What do I do? I'm a professional data wrangler.

My mom’s co-worker scores some free tickets to an NBA game on New Year’s day, so our whole family went.

As my dad and I sat in the family room waiting for my mom and sister, a hockey game came on TV.  It was the “Winter Classic” – an arena had been set up in the football stadium in Pittsburgh so a few thousand extra fans could watch the Penguins be out-skated by the Capitals.

A few hours later, as I sat in my squeaky chair to watch some guys bounce a ball up and down a court, I was struck by the absurdity of pro sports.

Here before me were a few dozen men, each being paid a few million dollars per year.  To toss an orange ball around in front of spectators.  Same with those guys I saw earlier smacking a black piece of rubber with sticks.

They’re good at what they do.  Arguably, they’re among the best at what they do – which is why they play in the NBA or NHL.  And they’re getting paid millions to do it.

Me?  I have some moderate talents in a few areas.  I’m pretty good at crafts and cooking – though I don’t get paid for those.  At my work, I’m a whiz at pulling together complicated schedules to get a number of executives in the same place at the same time.  Oh, and kludging together impressive data, reports, and graphics using Microsoft Office and MS Paint.

I imagined myself in the middle of a packed stadium, brow furrowed as I dig through a complicated-yet-nearly-organized mess of Excel worksheets to find a missing hundred grand from a $12 million budget – as I did earlier that New Year’s day.

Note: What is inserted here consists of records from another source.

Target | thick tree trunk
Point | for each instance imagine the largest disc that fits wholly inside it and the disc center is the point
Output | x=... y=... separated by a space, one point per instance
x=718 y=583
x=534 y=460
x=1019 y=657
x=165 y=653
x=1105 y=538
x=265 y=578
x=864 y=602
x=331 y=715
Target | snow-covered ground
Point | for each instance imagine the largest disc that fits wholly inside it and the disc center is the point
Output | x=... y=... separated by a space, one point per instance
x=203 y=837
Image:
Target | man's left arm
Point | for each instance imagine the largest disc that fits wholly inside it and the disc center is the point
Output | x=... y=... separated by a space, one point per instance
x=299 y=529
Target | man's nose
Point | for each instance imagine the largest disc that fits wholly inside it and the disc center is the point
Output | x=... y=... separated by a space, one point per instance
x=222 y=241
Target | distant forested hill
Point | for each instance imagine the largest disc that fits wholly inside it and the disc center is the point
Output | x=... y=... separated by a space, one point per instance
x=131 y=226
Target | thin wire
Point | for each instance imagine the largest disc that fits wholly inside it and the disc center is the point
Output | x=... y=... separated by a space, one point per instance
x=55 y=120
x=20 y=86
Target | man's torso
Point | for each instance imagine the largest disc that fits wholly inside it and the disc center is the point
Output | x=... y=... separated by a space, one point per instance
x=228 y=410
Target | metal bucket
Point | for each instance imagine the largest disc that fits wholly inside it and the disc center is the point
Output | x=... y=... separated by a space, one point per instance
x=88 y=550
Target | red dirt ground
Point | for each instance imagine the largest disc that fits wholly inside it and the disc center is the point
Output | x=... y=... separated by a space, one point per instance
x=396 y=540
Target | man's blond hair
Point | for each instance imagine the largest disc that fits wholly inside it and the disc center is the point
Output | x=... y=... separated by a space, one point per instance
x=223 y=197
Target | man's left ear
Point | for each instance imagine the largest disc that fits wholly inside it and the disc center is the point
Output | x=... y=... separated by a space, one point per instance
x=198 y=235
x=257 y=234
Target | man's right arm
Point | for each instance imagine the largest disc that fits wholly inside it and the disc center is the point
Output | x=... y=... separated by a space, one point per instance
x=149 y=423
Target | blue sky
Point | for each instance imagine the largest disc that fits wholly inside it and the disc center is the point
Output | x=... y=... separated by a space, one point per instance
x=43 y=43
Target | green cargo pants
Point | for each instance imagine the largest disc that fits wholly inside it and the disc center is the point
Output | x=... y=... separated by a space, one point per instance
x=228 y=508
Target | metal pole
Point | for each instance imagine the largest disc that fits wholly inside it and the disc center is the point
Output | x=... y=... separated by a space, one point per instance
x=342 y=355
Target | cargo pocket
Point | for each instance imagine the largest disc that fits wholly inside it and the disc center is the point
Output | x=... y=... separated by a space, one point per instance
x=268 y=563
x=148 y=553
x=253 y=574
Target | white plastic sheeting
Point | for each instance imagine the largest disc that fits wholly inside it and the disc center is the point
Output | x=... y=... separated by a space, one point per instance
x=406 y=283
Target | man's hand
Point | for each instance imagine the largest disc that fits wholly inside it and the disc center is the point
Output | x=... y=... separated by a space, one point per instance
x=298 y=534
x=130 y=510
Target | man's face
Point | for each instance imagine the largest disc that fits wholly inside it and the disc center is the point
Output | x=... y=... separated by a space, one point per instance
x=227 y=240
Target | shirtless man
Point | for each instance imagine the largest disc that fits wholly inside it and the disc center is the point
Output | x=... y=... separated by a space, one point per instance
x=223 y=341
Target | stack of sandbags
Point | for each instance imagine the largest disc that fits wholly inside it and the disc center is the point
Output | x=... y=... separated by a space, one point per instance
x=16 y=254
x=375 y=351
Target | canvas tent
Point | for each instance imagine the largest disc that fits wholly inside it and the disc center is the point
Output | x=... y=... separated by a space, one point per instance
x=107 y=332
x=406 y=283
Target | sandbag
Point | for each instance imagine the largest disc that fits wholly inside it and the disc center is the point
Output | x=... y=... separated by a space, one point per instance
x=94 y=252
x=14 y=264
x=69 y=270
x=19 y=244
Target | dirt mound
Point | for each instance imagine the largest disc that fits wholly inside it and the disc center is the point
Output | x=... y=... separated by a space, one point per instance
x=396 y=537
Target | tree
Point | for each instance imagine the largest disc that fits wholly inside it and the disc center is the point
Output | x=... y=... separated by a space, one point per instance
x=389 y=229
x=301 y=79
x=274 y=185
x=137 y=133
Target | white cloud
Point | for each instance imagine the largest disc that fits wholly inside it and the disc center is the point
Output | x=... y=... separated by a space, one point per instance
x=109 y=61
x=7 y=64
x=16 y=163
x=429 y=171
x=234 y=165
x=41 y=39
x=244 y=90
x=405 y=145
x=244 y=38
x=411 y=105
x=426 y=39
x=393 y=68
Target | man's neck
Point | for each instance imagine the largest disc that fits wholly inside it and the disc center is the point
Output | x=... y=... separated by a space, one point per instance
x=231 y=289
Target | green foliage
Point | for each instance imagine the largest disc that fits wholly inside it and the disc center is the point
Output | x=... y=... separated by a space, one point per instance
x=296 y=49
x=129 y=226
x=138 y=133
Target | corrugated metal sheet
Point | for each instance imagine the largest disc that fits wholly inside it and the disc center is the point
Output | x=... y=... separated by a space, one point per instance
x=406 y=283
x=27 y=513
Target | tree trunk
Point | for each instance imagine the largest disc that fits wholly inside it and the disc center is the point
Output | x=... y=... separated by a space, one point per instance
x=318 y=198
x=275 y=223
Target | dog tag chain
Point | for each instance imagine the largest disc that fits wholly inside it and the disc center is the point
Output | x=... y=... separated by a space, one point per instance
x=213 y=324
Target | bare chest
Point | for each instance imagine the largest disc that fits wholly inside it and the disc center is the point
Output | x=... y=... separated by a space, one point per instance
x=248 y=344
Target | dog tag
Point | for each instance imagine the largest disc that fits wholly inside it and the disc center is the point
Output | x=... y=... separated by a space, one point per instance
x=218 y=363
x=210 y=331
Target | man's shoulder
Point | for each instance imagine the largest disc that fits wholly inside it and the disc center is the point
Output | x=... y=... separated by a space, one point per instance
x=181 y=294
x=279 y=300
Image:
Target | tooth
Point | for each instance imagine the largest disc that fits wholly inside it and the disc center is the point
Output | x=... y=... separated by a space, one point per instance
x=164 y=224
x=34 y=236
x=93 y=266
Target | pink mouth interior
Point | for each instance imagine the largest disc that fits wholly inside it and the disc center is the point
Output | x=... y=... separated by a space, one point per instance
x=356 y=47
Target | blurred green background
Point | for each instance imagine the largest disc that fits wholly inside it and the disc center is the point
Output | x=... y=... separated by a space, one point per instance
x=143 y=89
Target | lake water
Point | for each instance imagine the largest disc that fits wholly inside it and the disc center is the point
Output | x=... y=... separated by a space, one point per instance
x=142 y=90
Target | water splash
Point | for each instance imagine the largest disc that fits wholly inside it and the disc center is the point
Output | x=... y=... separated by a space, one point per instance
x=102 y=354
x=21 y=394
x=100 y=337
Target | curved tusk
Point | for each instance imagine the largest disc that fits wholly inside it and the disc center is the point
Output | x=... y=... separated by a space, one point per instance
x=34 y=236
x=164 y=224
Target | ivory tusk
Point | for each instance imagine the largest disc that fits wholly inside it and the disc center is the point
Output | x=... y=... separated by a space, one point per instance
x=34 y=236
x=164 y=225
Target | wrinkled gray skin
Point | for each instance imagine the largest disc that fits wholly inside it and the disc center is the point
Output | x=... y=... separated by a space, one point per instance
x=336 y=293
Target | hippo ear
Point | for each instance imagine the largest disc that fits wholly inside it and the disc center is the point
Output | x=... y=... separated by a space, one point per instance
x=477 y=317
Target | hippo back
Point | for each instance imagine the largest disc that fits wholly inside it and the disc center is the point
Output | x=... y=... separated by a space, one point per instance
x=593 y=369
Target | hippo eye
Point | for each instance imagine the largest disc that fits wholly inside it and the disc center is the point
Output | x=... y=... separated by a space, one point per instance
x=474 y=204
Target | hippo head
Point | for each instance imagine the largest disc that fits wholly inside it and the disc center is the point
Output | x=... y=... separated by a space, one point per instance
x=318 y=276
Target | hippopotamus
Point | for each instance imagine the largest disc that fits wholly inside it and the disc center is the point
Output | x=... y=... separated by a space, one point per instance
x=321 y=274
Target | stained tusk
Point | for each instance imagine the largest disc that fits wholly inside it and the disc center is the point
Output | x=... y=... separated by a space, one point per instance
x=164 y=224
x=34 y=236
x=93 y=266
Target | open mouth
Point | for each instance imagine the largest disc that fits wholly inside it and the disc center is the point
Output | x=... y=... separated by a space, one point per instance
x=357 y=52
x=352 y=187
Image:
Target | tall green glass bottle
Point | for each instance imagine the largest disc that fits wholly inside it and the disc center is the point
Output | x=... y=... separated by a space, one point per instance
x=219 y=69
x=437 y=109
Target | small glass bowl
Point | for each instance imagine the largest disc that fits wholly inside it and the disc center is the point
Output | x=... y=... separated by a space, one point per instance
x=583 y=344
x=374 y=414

The crowds would be cheering and groaning as I deftly adjusted – or misadjusted – formulas with the casual but learned flick of the mouse.

Bright, computerized displays around the perimeter would encourage the fans to chant “Key-board short-cuts!” *clap, clap, clap clap clap*

A few would wear jerseys with my name emblazoned on the back, and the most devoted will have full body paint – in red and lime of course (my favorite colors).

Hundreds of people would have jobs due to me – selling over-priced jerseys and tubs of stale popcorn, filming the action to be projected on the JumboTron, coaching and managing my career, and dancing in spandex during my snack breaks.

Some would chatter in stands about how they’ve followed me from the early days and knew my strategies.  “Oh, see?  She’s setting up an extra sheet for manually checking the 400 accounts.  That’s her M-O.  It would be tedious for most, but- Wow!  Nice!  She’s sorting by sub-account numbers and departments to find the discrepancies on the summary sheet!  Brilliant!”

And at the end, I’d give an interview for the local news station from the locker room – “It was tough, you know?  You spend hours setting up the master sheet and never know what’ll happen when you ask folks to fill in the numbers.  But, you know, I just kept my head and slow and steadfast progress pulled me through.  I think we’ll be ready to face the board of directors.” – and pull my Hummer out of my assigned parking space to head home to my multi-million dollar loft.

The difference between my performance and those athletes is that at the end I’ve created something usable that will impact the lives of thousands of our customers.  They’ve entertained a crowd – for $50 a head plus $10 for parking.

Don’t get me wrong, I enjoy sports – probably more than your average female – and I was cheering as loud as everyone else when we had a particularly impressive assist.

Maybe the reason everyday people aren’t acknowledged for their talents and abilities is simply because we don’t have an arena to perform in.